Anthem Inc., one of the nation’s largest health insurers has agreed to pay $115 million to settle litigation stemming from a 2015 hacking incident that compromised the personal data of some 79 million people, according to nbcnews.com, which cited lawyers for the plaintiffs.
Proceeds from the settlement would cover two years of credit monitoring for the victims of the hacking attack, who are believed to include former Anthem customers and customers of insurers affiliated with Anthem through the national Blue Cross Blue Shield Association, according to a report by Reuters. Lawyers said the settlement would be the largest ever for a data breach.
“We are very satisfied that the settlement is a great result for those affected and look forward to working through the settlement approval process,” Andrew Friedman, a lawyer for the victims, said in a statement.
The hack took place in February 2015, when an unknown perpetrator accessed a database containing personal information, including names, birthdays, Social Security numbers, addresses, email addresses, and employment and income information. More than 100 lawsuits were filed against Anthem as a result.
In announcing the breach, the company offered victims two years of credit monitoring. The current settlement adds on to that. Victims can choose to receive cash instead — up to $50 per person — if they’re already enrolled in credit monitoring.
A spokesperson for the company said there was no evidence that the compromised information was sold or used to commit fraud. Anthem did not admit wrongdoing.

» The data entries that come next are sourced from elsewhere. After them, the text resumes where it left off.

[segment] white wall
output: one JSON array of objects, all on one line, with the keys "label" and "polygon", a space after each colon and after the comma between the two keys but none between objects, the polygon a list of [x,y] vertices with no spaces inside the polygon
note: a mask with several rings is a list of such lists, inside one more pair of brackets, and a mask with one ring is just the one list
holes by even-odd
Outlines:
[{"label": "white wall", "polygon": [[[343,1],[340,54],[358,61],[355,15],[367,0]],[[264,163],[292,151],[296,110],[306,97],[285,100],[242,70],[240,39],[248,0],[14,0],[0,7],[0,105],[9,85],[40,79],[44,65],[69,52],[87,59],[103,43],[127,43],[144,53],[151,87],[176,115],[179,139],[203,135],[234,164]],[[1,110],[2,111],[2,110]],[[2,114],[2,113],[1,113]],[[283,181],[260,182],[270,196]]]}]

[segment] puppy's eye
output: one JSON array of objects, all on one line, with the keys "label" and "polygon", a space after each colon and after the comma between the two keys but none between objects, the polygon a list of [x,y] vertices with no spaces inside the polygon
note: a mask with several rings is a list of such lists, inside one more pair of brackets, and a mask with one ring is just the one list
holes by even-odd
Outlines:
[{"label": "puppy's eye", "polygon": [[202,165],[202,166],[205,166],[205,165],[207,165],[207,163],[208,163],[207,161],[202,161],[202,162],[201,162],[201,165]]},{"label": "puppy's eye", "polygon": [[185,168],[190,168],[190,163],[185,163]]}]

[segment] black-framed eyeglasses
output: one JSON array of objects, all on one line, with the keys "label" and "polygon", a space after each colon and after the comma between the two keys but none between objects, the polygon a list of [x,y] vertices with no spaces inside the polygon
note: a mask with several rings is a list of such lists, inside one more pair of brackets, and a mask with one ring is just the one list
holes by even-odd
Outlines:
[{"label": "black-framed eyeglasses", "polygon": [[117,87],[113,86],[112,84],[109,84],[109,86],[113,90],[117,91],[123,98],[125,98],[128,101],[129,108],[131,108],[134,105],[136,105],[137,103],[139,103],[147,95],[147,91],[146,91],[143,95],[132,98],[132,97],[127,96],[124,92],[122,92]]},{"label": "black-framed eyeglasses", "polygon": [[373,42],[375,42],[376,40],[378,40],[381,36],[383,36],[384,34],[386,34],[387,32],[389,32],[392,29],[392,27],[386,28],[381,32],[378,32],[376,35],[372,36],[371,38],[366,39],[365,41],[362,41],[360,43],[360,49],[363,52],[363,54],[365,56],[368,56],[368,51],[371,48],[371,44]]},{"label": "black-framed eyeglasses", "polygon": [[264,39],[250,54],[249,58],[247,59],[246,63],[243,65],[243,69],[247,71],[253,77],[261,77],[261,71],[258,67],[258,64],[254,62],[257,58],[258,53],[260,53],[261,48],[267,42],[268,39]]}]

The settlement also requires Anthem to, “guarantee a certain level of funding for information security and to implement or maintain numerous specific changes to its data security systems, including encryption of certain information and archiving sensitive data with strict access controls,” according to the victims’ lawyers.
In a statement to CyberScoop, Anthem said, it agreed to “continue the significant information security practice changes that we undertook in the wake of the cyberattack, and we have agreed to implement additional protections over the next three years.”